Stan State alumni Sam David, Eileen Hamilton and Adrian Harrell with Senator Bill Bradley.
As an athlete, Bill Bradley wasn’t only a basketball player, but a national college player of the year, Olympic gold medalist and two-time NBA champion. He wasn’t merely a student, but a Rhodes Scholar, and not only a follower of politics but a three-term United States Senator from New Jersey and a presidential candidate.
So it’s no wonder that Bradley, in his post-athlete, post-Congressional years, remains very much a person whose outlook on everything from politics to the world economy is worth considering.
On Feb. 18, Bradley brought stories and messages from his most impressive public life to Stanislaus State as part of the University’s Executive Speaker Series.

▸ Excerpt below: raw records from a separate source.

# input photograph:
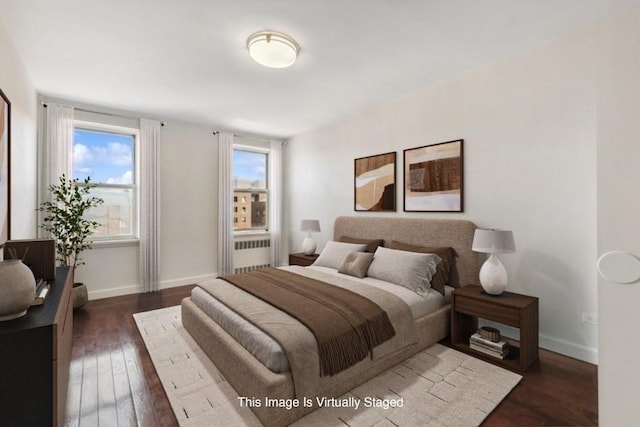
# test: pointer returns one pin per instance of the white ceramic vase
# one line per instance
(17, 289)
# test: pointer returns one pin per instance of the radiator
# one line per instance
(251, 255)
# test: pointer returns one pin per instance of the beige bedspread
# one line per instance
(299, 343)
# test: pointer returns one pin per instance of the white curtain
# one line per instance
(275, 202)
(225, 204)
(149, 204)
(58, 146)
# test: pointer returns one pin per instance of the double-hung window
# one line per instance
(108, 155)
(250, 189)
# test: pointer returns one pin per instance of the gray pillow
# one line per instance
(356, 264)
(334, 252)
(411, 270)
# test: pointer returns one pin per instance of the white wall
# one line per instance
(618, 213)
(16, 85)
(188, 223)
(529, 165)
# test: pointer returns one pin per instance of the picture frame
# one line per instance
(433, 177)
(5, 168)
(375, 183)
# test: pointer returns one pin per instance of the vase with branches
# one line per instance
(64, 217)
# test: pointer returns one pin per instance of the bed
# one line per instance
(256, 376)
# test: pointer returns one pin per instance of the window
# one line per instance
(107, 154)
(250, 189)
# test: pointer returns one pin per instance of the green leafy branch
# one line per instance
(65, 218)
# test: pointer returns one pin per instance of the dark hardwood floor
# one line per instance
(113, 381)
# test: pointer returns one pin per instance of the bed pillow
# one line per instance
(356, 264)
(411, 270)
(372, 244)
(444, 268)
(334, 252)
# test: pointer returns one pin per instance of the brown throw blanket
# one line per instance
(346, 325)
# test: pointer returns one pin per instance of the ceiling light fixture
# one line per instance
(272, 49)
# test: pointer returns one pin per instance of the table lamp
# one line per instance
(309, 243)
(493, 276)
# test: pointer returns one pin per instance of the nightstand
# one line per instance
(470, 303)
(302, 259)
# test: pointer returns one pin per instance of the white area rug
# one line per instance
(437, 387)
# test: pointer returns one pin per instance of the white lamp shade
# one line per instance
(310, 225)
(272, 49)
(493, 241)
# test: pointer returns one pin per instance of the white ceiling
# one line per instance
(187, 59)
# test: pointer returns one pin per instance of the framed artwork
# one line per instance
(375, 183)
(5, 168)
(433, 178)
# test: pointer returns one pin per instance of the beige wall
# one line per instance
(529, 125)
(618, 217)
(16, 85)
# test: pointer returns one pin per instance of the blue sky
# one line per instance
(249, 165)
(105, 157)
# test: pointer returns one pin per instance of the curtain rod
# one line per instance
(255, 138)
(44, 104)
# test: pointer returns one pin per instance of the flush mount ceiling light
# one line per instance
(272, 49)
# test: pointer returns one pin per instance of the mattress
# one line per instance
(267, 350)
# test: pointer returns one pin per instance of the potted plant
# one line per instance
(64, 217)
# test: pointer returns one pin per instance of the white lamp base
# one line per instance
(493, 276)
(309, 245)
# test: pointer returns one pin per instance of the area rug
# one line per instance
(437, 387)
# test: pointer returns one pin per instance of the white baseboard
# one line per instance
(166, 284)
(571, 349)
(136, 289)
(557, 345)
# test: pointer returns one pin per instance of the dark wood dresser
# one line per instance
(35, 354)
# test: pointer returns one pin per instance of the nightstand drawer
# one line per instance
(499, 313)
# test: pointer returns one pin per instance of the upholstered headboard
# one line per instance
(455, 233)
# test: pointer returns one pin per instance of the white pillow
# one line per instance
(411, 270)
(334, 252)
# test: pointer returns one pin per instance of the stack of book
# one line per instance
(42, 289)
(499, 349)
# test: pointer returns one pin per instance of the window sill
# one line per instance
(251, 233)
(115, 243)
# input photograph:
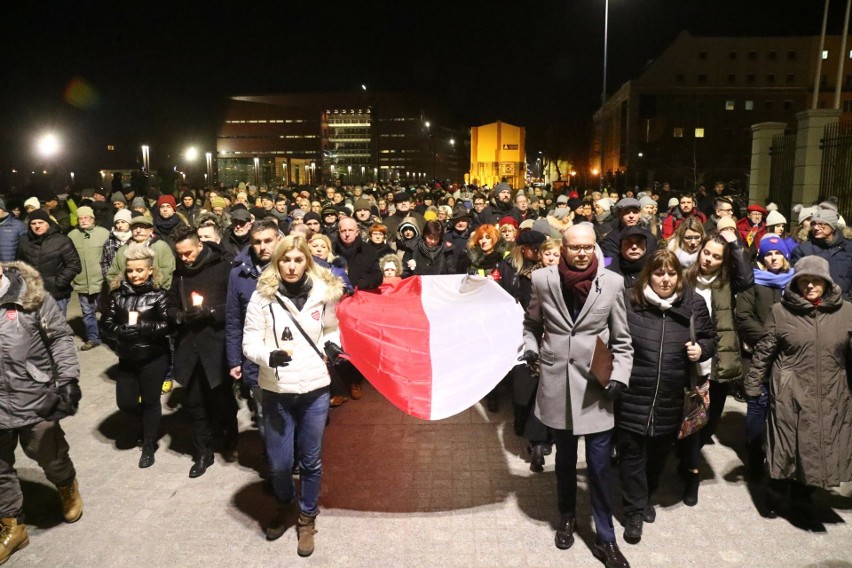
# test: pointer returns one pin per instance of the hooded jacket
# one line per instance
(37, 350)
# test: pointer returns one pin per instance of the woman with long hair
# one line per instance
(137, 317)
(722, 270)
(662, 313)
(289, 321)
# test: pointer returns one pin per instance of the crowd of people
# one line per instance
(238, 286)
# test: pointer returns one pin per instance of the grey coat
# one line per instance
(36, 347)
(569, 397)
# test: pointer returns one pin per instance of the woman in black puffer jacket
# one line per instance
(142, 345)
(649, 411)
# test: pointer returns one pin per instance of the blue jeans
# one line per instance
(304, 414)
(597, 462)
(88, 305)
(756, 411)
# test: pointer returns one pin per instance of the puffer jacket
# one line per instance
(37, 353)
(54, 257)
(652, 404)
(265, 323)
(11, 231)
(152, 302)
(803, 357)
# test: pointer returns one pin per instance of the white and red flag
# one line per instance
(433, 345)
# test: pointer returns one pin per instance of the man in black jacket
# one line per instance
(199, 295)
(52, 254)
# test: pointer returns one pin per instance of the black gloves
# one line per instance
(279, 358)
(529, 357)
(127, 332)
(61, 403)
(333, 352)
(613, 390)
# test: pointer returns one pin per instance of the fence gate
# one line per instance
(836, 175)
(783, 159)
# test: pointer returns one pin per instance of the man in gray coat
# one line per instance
(572, 305)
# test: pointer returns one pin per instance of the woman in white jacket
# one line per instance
(293, 375)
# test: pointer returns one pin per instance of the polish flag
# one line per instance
(433, 345)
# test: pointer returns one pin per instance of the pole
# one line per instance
(819, 55)
(841, 56)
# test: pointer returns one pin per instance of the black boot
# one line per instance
(148, 449)
(203, 460)
(565, 532)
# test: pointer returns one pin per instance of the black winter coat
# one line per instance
(203, 339)
(652, 404)
(152, 303)
(55, 258)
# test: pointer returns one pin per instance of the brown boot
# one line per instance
(13, 536)
(72, 503)
(306, 529)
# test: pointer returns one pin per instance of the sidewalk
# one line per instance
(397, 491)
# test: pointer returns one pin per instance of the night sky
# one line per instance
(157, 73)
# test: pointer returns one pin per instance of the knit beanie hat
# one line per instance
(775, 218)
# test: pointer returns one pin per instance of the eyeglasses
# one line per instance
(577, 248)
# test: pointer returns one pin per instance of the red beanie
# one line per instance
(169, 199)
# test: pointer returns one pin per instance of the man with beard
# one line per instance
(242, 282)
(402, 202)
(629, 212)
(237, 236)
(199, 297)
(52, 254)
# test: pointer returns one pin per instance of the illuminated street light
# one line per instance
(48, 145)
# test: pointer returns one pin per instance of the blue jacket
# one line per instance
(241, 285)
(11, 230)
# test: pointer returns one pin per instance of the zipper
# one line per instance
(649, 429)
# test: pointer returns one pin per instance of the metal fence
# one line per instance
(783, 156)
(836, 178)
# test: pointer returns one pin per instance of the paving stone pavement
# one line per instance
(396, 491)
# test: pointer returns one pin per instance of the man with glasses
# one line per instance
(686, 208)
(827, 240)
(573, 305)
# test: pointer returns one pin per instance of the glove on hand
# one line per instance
(279, 358)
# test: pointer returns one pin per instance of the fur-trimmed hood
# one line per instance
(27, 287)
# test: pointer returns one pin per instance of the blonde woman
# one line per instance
(290, 319)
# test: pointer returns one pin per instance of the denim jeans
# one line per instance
(756, 411)
(88, 305)
(285, 417)
(597, 463)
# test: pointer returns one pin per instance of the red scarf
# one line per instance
(576, 283)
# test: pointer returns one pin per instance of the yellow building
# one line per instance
(497, 153)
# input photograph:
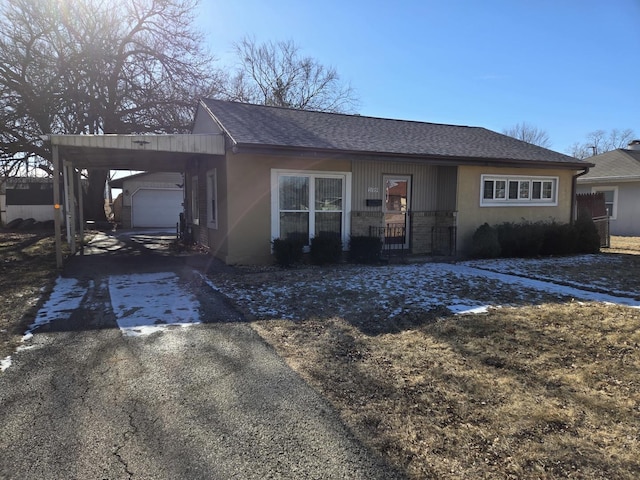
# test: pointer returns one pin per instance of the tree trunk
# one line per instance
(94, 198)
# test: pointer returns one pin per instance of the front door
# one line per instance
(397, 197)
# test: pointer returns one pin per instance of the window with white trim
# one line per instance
(195, 201)
(306, 204)
(610, 199)
(212, 199)
(510, 190)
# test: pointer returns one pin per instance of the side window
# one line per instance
(212, 199)
(517, 190)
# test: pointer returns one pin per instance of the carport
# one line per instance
(152, 153)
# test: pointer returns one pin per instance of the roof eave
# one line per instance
(619, 179)
(261, 149)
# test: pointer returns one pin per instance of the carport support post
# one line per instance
(70, 203)
(57, 220)
(80, 209)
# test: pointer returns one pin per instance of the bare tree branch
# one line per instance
(528, 133)
(601, 141)
(274, 73)
(97, 66)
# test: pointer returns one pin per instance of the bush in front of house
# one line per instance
(287, 251)
(534, 239)
(325, 248)
(365, 249)
(485, 242)
(559, 239)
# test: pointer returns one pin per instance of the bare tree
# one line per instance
(97, 66)
(601, 141)
(528, 133)
(275, 73)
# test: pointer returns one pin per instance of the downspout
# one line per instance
(574, 182)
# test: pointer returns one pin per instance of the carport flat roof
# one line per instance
(162, 153)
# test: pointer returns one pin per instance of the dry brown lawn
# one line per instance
(629, 245)
(546, 391)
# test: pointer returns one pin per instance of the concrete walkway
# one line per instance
(211, 401)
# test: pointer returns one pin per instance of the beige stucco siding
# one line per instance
(471, 215)
(625, 220)
(249, 197)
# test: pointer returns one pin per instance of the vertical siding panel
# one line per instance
(424, 188)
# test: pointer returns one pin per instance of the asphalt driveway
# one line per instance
(205, 400)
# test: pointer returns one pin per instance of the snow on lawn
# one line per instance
(146, 303)
(395, 290)
(64, 299)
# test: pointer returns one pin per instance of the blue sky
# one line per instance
(568, 67)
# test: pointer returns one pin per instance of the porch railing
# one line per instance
(393, 236)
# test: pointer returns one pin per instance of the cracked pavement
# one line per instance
(211, 401)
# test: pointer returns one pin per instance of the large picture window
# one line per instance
(306, 204)
(510, 190)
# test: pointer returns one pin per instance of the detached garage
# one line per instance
(149, 200)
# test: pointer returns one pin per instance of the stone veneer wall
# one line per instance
(422, 224)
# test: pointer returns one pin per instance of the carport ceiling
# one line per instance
(160, 153)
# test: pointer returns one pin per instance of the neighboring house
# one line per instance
(26, 197)
(617, 175)
(287, 172)
(149, 199)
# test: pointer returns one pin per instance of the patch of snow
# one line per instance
(468, 287)
(149, 302)
(65, 297)
(468, 309)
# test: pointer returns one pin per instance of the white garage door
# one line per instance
(155, 207)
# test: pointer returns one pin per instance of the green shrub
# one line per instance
(325, 248)
(287, 251)
(365, 249)
(485, 242)
(587, 237)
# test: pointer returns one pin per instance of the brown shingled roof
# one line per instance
(251, 125)
(620, 164)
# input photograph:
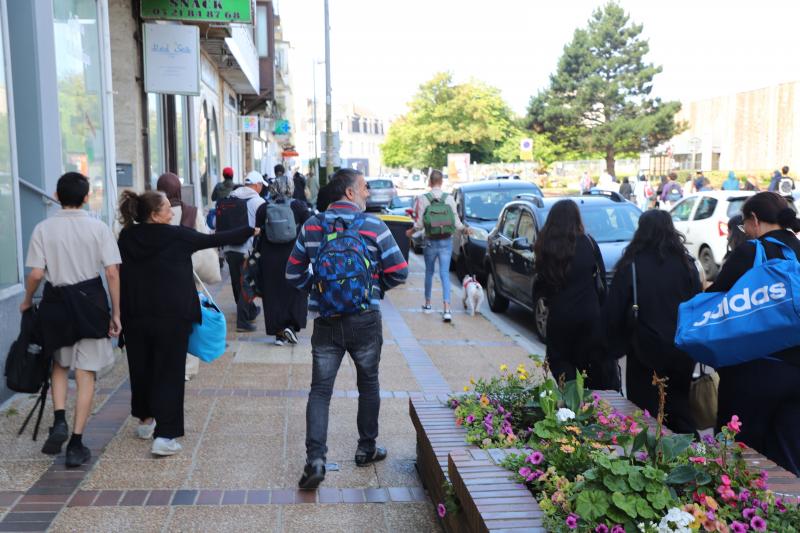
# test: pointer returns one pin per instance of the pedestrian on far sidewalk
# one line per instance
(70, 251)
(246, 313)
(568, 264)
(435, 215)
(159, 305)
(285, 307)
(355, 261)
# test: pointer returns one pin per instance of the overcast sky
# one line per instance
(382, 50)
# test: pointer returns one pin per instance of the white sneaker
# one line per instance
(290, 335)
(162, 446)
(145, 431)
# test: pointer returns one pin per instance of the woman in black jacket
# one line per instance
(666, 276)
(568, 263)
(764, 393)
(159, 304)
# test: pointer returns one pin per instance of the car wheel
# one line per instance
(540, 313)
(497, 303)
(709, 265)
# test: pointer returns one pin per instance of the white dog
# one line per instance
(473, 294)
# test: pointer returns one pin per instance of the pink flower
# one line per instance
(758, 523)
(535, 458)
(572, 521)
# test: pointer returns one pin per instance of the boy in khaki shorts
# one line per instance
(69, 251)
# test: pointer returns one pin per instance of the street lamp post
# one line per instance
(328, 120)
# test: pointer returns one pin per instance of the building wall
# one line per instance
(125, 61)
(753, 130)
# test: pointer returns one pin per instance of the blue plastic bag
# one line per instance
(207, 340)
(759, 316)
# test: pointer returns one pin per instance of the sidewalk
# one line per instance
(245, 430)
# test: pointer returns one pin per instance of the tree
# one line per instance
(599, 97)
(444, 118)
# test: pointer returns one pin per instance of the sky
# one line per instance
(381, 50)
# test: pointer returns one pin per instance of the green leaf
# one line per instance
(636, 480)
(625, 502)
(681, 475)
(591, 504)
(616, 484)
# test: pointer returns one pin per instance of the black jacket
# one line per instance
(741, 260)
(156, 277)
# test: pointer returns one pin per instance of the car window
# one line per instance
(682, 211)
(706, 208)
(509, 222)
(526, 227)
(486, 205)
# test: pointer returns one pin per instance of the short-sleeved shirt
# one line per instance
(72, 247)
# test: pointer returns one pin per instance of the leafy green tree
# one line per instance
(445, 117)
(599, 97)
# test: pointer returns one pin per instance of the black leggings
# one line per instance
(156, 349)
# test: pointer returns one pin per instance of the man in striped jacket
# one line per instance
(359, 334)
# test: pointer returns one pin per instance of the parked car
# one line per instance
(400, 205)
(381, 193)
(607, 217)
(703, 219)
(479, 205)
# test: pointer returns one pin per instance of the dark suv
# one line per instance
(607, 217)
(479, 205)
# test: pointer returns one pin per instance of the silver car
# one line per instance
(381, 193)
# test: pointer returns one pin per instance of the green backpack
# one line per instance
(438, 218)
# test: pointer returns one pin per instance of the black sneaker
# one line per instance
(59, 433)
(313, 475)
(77, 455)
(365, 459)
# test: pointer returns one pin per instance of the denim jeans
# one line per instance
(245, 312)
(361, 336)
(441, 249)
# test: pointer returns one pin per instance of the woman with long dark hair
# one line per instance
(764, 393)
(666, 276)
(568, 262)
(159, 304)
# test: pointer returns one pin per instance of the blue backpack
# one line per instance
(343, 269)
(759, 316)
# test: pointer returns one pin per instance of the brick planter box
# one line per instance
(490, 500)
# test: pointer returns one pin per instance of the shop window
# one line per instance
(78, 72)
(9, 266)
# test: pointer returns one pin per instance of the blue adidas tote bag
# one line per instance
(207, 340)
(759, 316)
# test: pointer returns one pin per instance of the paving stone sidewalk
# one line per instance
(245, 430)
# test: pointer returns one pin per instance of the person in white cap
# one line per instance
(246, 313)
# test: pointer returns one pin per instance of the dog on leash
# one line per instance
(473, 294)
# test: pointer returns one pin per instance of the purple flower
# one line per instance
(572, 521)
(738, 527)
(758, 523)
(535, 458)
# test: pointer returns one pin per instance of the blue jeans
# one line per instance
(441, 249)
(361, 336)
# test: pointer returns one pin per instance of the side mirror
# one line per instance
(521, 243)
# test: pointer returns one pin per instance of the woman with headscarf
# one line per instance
(205, 262)
(285, 307)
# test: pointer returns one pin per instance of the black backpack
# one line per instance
(231, 213)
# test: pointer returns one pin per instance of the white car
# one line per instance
(703, 218)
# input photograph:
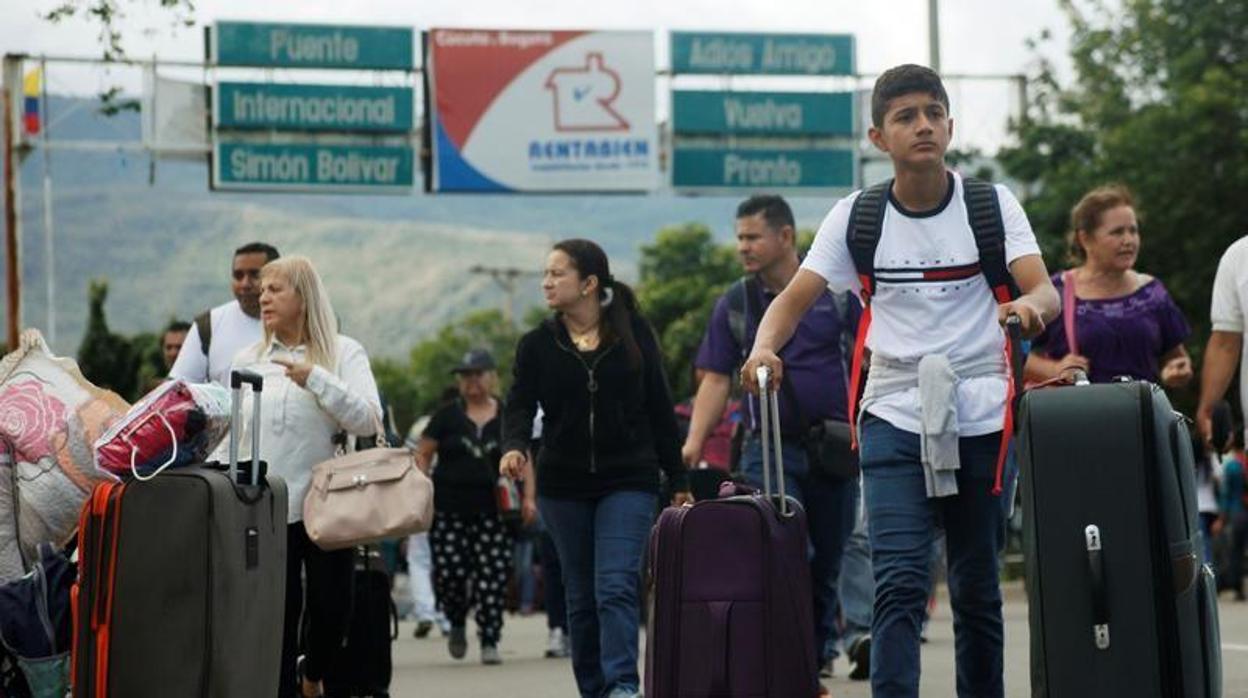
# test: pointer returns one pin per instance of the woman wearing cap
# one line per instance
(472, 547)
(608, 430)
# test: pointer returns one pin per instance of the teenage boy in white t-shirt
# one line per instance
(1228, 312)
(934, 312)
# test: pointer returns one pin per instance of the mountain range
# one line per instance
(396, 266)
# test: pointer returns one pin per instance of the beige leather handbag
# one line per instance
(367, 496)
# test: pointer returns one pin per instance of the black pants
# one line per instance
(472, 560)
(327, 576)
(552, 575)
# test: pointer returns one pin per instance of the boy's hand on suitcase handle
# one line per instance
(513, 465)
(1031, 321)
(761, 358)
(297, 372)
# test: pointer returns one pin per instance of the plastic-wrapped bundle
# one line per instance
(177, 423)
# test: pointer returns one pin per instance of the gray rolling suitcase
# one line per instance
(1120, 603)
(182, 581)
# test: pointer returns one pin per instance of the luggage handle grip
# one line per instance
(255, 380)
(1096, 575)
(237, 378)
(769, 406)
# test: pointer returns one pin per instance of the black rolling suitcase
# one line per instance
(182, 581)
(363, 667)
(1118, 601)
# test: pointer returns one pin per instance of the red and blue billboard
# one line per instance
(542, 111)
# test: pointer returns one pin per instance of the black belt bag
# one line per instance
(829, 451)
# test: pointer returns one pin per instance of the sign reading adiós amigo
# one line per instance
(542, 110)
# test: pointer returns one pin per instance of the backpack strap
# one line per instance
(862, 236)
(204, 329)
(984, 214)
(736, 302)
(987, 225)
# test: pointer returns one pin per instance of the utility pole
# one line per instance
(507, 279)
(10, 81)
(934, 34)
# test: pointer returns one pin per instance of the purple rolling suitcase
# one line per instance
(730, 599)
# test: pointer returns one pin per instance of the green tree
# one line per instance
(106, 358)
(1160, 103)
(683, 272)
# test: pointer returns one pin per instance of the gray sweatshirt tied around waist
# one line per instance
(936, 380)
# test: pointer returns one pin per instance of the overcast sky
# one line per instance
(977, 36)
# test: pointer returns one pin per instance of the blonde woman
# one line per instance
(317, 383)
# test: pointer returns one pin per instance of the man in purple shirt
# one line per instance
(814, 391)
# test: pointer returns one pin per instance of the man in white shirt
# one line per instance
(1228, 312)
(220, 334)
(936, 340)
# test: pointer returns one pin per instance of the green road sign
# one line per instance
(312, 108)
(781, 114)
(826, 167)
(761, 54)
(311, 167)
(312, 45)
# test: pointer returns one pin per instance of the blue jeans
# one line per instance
(858, 582)
(829, 505)
(902, 525)
(600, 545)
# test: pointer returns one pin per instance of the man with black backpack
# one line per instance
(219, 334)
(813, 405)
(940, 261)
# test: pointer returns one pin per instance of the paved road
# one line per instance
(422, 667)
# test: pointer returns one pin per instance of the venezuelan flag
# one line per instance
(31, 90)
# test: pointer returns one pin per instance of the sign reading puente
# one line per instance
(312, 136)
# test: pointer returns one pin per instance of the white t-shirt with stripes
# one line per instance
(930, 297)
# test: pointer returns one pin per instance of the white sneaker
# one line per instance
(557, 644)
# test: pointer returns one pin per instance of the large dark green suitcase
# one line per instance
(182, 582)
(1118, 601)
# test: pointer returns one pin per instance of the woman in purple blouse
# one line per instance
(1126, 322)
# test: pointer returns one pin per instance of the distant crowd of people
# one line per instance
(899, 286)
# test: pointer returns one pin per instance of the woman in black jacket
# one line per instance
(608, 427)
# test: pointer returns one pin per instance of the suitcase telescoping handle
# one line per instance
(257, 383)
(769, 405)
(1100, 596)
(1014, 330)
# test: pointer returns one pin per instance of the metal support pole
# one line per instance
(934, 33)
(10, 83)
(49, 249)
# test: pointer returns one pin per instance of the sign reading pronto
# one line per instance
(761, 54)
(312, 108)
(237, 165)
(312, 45)
(542, 110)
(723, 167)
(774, 114)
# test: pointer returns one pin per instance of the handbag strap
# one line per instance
(1068, 304)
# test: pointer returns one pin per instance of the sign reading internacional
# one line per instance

In its third year, the Executive Speaker Series is designed to enhance the visibility of the University, particularly the College of Business Administration. This year’s event was made possible by the Demergasso Family Trust. Past speakers have included economist Arthur Laffer and David Gardner, co-founder of The Motley Fool. Early in Bradley’s talk at Snider Recital Hall he addressed economic issues, offering possible solutions to the ongoing problems with the U.S. economy.
“The biggest economic problem the country faces is that for 30 years the middle class has been left off the train for economic growth,” Bradley said. “A family of four makes the same amount now that it made in 1994. It means you work hard and you still can’t get ahead. People are shaken. Is there an American dream?
“I believe that one of the answers is something our country hasn’t had in 30-40 years — a major infrastructure program. We need to rebuild roads, airports and build high-speed rail. Another thing we can do is reward companies that hire people and keep people. These answers are available to us.”
Bradley added that foreign investment in the U.S., particularly in infrastructure programs, can be a primary method not only to help the country solve some of its domestic problems, but to assist Americans to begin thinking in long-term solutions.
“The Chinese are long-term thinkers,” Bradley said. “They get 100 million people watching a 12-part series on the rise and fall of nations. We have 40 million people watching American Idol. Nothing against American Idol, but the comparison is startling.”
He cited a Chinese high-speed rail project that began in 1990 and is scheduled to provide service to all provincial capitals by 2020 as well as connect to Berlin and Istanbul, fostering an eastern flow of resources — both real and intellectual.
“The Chinese also are building (hydroelectric) dams on the headwaters of the rivers that flow into Southeast Asia,” Bradley said. “Once the dams are built on the waters that are the lifeblood of all the countries downstream, they won’t have to fire a single shot to control the economies of those countries. They’ll just halt the flow of the water.”
So why is America lacking in forward-thinking leaders? Bradley pointed to the structure of our politics. Those running for high political office often are advised to avoid bold plans, and to not offer agendas that are too ambitious or transformative. Bradley also blamed the basic ideological differences between Republicans and Democrats, and he claims it’s only when the best ideas of the two sides meld that American works efficiently.
“The Democratic Party is the party of collective action, of caring, while the Republicans are the party of responsibility, which means individual action, and that’s the battle,” he said. “But you need both individual action and collective caring to work together to have progress.”
The most obvious example of how collective caring and individual action can be complementary, he said, is Social Security.
“It took millions of elderly people out of poverty and guaranteed a decent standard of living upon retirement,” Bradley said. “But if you want more than Social Security, which most people do, you need to save for retirement, and that’s how individual responsibility and collective caring work hand-in-hand.”
Nearly every problem, he said, can be solved through using the immense talent available in America, by melding the best parts of otherwise divergent ideas into common solutions.
“We need to continue to think about the goodness of the American people and how the future of every one of us is tied to the future of everyone,” Bradley said. Once we see that clearly, the path forward is easier to see.
“I remember when that hit home for me. It was the first time I saw the iconic photo of the Earth as taken from space. Right there, it showed that we’re one planet, one biosphere, one people. We can take that down further and say that we’re one nation and one community and the quicker we realize that the better we’ll be.”